Quanto mais gente um escritor conhece, mais
difícil se lhe torna criar personagens, pois “amigos e conhecidos” ficam
alerta, “vêem-se” no João e na Maria, regozijam se a figura lhes parece
simpática; aparecem de mau modo a pedir contas quando não lhes agrada, dedo no ar, tratando
o autor por você:
- Olhe que não quero que me ponha na
internet! Não admito!
Como vou eu provar que aquilo não tem a ver
com ele ou com ela? Que não lhes reconheço virtude ou anomalia que os torne matéria-prima
de razoável ficção? Que me aborrecem? Que os acho mesquinhos, tontos,
pobres-diabos?
Este encontrou num texto meu um personagem
com bigode.

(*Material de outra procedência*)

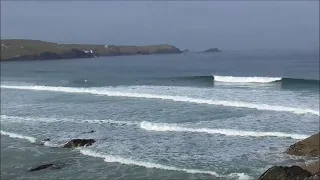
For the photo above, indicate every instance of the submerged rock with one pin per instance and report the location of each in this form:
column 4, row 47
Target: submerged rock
column 285, row 173
column 89, row 132
column 74, row 143
column 45, row 166
column 313, row 167
column 306, row 147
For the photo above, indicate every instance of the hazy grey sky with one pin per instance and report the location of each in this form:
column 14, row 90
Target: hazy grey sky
column 193, row 25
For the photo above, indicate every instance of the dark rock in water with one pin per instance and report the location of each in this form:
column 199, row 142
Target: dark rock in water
column 185, row 51
column 313, row 167
column 79, row 143
column 92, row 131
column 306, row 147
column 285, row 173
column 45, row 166
column 212, row 50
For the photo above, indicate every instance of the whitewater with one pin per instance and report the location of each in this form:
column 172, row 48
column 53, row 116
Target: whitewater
column 233, row 79
column 158, row 116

Usa bigode, ergo,
aquilo é retrato maldoso, vá de atirar com frases em moda, “não admito
atentatos à minha privacidade, exijo respeito”.
Estoutra pintou o cabelo, a personagem pinta o
cabelo, só pode ser escárnio. E não tem dúvida, pois reconheceu-se mesmo no
modo como a Márcia do meu texto sorri.
- Olhe que não tenho texto com Márcias.
- Ai não? Então deve ter sido noutro. De
qualquer maneira não quero que me ponha na internet.